Was würden Sie auf der Basis Ihrer Erkenntnisse etwa der indischen Regierung sagen oder dem chinesischen Bauern, um den Kollaps der Erde zu verhindern?
Nichts. Ich spreche nur zu den Reichen. Weil die Armen das einzig Sinnvolle tun: Sie versuchen reich zu werden. Und das sollen und müssen sie weiter tun. Wir, die Reichen, hätten sie dabei schon längst unterstützen müssen, etwa durch Entwicklungshilfe für den Aufbau einer nachhaltigen Energieversorgung und Landwirtschaft. Aber grundsätzlich liegt die Lösung in unserem Teil der Welt. Wir produzieren die allermeisten Treibhausgase, verbrauchen die allermeiste Energie - jedenfalls pro Kopf. Fünfmal mehr als jeder Chinese.

Und Tatsache ist, dass die chinesische Regierung viel mehr gegen den Klimawandel tut als alle Industriestaaten. Wenn in 2050 die Weltgeschichte geschrieben wird, werden Historiker feststellen, dass die Chinesen das Problem gelöst haben. Sie werden die Elektro-Autos produzieren, sie werden die Windräder und Solaranlagen installieren, sie haben jetzt schon in ihrem jüngsten Fünf-Jahres-Plan festgeschrieben, dass ihre Energieeffizienz bis 2020 um 40 Prozent wachsen muss. Das ist ein großes Ding. Denn sie wissen, dass der Klimawandel China vielmehr schädigen wird als etwa Deutschland.

Das ist der Grund, warum ich nur auf die Reichen mit dem Finger zeige. Ich bin für die Ein-Kind-Politik in den Industriestaaten. Wir, die Reichen, sollten nur ein Kind haben. Denn meine Tochter ist das gefährlichste Wesen auf dem ganzen Planeten. Sie konsumiert 10- bis 40-mal so viele Ressourcen wie ein indisches Kind.

Was also empfehlen Sie Ihrer Tochter, und ich meiner, für deren Lebenstil?
Erster Punkt: Unterstütze eine starke Regierung! Das ist das Wichtigste. Auf nationaler wie internationaler Ebene.
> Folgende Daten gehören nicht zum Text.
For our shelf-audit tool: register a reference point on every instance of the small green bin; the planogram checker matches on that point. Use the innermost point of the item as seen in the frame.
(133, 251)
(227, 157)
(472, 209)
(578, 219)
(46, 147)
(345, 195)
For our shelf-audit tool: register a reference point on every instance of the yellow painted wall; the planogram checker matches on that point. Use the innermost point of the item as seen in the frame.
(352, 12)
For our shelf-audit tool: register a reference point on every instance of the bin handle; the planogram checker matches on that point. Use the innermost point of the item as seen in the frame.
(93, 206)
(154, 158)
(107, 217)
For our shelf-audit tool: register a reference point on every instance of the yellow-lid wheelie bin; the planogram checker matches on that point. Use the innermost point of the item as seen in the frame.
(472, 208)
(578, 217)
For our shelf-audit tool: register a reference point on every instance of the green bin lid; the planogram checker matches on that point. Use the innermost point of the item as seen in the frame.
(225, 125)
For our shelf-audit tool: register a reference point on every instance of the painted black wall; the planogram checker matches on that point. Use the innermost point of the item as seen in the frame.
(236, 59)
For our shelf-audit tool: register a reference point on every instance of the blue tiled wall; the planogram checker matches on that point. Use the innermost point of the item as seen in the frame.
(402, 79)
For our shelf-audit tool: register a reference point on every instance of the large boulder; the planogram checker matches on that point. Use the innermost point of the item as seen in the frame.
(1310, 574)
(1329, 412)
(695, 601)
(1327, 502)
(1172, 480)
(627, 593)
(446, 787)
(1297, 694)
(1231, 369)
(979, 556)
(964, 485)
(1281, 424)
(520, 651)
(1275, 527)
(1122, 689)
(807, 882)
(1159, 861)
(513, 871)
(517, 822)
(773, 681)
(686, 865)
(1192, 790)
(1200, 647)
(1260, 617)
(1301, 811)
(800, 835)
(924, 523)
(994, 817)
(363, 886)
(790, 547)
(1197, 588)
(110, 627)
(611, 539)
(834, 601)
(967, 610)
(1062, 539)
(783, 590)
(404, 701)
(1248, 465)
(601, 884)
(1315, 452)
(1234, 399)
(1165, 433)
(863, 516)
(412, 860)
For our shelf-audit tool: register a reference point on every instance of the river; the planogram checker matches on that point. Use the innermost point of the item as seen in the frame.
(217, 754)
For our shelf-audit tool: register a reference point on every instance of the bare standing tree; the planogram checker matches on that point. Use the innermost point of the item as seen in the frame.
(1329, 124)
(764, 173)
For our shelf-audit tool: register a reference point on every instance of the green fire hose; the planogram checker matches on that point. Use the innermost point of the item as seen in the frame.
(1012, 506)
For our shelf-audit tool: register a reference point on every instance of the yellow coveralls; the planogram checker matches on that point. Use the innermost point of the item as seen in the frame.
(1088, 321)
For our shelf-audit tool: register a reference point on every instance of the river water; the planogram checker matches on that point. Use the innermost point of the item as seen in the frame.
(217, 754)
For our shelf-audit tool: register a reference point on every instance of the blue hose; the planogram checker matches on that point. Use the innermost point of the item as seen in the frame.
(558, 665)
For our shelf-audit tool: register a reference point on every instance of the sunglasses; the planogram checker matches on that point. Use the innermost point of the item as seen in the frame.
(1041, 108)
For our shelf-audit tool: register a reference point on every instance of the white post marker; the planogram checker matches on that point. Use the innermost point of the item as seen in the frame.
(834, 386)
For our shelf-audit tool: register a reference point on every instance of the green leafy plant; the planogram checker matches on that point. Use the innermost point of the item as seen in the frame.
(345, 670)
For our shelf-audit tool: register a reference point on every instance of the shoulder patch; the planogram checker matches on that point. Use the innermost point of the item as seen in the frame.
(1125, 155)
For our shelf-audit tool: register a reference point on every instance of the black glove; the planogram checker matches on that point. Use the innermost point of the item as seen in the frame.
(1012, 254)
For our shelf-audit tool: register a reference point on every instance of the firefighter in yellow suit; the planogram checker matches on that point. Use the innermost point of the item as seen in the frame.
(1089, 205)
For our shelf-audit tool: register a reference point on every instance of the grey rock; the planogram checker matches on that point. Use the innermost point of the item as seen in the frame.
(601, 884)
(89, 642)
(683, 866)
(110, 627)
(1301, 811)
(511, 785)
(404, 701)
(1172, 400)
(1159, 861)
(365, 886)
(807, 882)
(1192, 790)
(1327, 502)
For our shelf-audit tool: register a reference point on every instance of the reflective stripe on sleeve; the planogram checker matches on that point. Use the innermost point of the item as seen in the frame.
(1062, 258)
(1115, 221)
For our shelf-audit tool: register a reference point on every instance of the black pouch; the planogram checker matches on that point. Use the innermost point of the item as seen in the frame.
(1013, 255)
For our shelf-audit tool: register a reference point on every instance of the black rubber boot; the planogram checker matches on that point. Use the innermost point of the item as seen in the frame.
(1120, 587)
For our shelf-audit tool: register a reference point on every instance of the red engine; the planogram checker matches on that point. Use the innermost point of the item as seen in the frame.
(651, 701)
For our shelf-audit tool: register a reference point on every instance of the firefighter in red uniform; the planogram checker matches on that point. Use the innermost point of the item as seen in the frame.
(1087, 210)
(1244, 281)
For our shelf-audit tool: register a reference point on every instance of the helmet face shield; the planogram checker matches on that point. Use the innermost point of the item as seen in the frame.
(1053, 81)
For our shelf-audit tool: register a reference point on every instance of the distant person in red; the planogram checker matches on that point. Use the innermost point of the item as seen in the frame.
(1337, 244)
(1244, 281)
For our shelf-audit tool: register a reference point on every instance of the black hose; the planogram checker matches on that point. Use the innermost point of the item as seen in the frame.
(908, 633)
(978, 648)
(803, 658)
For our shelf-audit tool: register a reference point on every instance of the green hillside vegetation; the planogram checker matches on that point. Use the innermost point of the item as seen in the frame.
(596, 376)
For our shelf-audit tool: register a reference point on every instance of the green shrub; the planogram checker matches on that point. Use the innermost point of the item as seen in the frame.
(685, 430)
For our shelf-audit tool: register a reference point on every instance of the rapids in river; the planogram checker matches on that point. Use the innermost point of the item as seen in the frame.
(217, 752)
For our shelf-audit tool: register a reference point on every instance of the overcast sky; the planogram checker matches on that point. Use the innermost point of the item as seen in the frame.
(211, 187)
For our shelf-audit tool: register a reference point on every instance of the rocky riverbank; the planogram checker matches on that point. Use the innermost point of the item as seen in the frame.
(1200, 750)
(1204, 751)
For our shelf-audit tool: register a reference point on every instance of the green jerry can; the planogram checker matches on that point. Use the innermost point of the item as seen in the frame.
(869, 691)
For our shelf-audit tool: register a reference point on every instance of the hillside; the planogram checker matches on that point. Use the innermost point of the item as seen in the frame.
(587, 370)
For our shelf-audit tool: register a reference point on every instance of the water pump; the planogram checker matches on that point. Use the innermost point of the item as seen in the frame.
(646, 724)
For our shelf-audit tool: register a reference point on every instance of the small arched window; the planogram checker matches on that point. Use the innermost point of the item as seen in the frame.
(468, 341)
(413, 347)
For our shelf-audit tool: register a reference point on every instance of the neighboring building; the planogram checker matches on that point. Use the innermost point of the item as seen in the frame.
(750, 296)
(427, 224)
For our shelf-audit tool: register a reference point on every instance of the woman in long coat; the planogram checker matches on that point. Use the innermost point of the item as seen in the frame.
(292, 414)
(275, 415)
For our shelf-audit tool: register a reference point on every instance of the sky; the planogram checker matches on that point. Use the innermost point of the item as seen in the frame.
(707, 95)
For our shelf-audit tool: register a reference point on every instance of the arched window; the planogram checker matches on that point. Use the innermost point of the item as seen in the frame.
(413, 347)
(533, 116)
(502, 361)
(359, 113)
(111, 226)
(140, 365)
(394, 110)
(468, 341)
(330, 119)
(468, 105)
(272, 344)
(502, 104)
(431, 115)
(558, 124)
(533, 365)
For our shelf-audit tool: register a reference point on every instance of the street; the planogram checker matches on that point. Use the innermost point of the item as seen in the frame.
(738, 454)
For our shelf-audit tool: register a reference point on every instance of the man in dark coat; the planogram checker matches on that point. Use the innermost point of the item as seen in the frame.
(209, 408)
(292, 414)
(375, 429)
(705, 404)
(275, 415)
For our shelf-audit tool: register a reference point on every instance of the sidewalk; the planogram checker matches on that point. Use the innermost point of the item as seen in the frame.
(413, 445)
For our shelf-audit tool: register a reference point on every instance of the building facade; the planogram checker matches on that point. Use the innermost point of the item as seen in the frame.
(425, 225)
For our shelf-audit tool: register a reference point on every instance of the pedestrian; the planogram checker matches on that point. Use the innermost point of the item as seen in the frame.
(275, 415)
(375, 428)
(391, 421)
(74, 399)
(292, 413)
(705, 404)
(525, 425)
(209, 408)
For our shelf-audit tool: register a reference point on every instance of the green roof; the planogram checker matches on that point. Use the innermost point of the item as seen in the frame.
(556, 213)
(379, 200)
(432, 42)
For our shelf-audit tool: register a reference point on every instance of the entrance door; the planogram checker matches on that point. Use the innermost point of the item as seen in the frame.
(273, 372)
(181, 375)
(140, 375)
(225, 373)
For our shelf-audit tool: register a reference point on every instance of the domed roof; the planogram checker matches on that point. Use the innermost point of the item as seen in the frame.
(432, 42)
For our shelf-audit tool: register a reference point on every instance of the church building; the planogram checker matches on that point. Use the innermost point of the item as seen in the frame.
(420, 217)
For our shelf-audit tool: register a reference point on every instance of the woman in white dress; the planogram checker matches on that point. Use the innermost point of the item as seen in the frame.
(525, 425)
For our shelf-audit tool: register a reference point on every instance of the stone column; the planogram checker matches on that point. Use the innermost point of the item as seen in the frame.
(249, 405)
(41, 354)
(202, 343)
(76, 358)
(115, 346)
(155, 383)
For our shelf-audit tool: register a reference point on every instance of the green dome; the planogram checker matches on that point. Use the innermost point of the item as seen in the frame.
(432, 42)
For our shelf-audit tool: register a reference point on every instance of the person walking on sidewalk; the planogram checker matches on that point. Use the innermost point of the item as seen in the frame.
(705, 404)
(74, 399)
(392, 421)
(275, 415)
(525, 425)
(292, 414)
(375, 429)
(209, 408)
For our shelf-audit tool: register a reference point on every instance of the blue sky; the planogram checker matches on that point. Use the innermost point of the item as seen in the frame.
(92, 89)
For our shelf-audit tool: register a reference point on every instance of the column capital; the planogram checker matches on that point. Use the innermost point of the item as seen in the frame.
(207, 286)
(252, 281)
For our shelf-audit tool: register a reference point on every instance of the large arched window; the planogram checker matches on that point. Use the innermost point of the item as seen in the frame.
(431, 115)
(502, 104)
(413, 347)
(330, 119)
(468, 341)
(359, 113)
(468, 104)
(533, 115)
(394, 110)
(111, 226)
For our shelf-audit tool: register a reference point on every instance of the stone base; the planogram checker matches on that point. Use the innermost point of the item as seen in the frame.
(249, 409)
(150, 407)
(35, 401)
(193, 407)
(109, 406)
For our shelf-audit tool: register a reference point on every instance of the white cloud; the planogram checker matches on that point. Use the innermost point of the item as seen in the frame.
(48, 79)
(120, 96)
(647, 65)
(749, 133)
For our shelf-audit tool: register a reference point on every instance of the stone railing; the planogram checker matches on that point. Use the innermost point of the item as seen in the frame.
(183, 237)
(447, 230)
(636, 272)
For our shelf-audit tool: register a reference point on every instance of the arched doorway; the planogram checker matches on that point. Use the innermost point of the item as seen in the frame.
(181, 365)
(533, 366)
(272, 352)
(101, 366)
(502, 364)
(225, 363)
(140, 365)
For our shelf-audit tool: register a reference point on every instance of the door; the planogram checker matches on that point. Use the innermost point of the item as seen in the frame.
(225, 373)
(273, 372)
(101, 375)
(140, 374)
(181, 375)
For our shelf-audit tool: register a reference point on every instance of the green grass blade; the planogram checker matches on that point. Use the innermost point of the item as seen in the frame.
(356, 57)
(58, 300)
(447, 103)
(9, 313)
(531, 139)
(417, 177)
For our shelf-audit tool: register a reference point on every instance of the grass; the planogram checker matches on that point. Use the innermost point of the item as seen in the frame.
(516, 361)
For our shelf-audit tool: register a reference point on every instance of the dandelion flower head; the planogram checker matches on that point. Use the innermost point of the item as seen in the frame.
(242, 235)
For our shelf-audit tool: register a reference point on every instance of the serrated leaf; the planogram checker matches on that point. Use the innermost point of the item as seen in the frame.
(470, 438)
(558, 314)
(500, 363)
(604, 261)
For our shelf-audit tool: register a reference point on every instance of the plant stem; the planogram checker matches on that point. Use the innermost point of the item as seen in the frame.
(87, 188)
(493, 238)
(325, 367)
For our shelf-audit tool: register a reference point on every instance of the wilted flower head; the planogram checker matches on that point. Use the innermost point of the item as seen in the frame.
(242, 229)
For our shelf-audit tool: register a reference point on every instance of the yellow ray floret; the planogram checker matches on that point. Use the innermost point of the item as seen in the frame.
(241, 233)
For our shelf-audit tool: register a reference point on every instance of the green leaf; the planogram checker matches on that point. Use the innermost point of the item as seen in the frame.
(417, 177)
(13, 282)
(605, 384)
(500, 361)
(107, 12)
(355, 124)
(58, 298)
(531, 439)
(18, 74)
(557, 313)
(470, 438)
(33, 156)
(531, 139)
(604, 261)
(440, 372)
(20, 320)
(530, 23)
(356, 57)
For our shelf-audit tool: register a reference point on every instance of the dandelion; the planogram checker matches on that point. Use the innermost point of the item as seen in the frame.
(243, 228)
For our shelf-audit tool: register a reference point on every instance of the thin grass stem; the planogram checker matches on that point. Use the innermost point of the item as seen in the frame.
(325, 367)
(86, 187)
Weil alle individuellen, freiwilligen Anstrengungen das Problem nicht lösen werden. Zweiter Punkt: Jeder, der dazu auch individuell etwas beitragen will, soll das tun. Diesen Leuten sage ich: Es gibt drei Dinge, mit denen Du das Klima schädigst. Dein Auto. Dein Haus. Deine Ferien, vor allem mit dem Flieger. Also: Kauf ein Auto, das 30 Prozent weniger Sprit braucht, und das alle zehn Jahre! Dämm das Haus und bau neue Fenster ein, auch wenn es sich im herkömmlichen Sinn nicht rechnet! Und statt zweimal eine Woche auf die Kanaren, flieg nur einmal im Jahr für zwei Wochen - macht 50 Prozent weniger. Ja, wenn alle das alles machen, ist das Problem verschwunden. Aber das ist noch weniger realistisch, als dass 192 Länder sich auf eine Post-Kyoto-Vereinbarung einigen. Dabei wäre beides so einfach: ein Vertrag, wonach die reichen Länder ihr Mögliches tun, und die armen Ländern nichts tun, bis ihre Pro-Kopf-Emissionen auf demselben Niveau sind wie die der Reichen.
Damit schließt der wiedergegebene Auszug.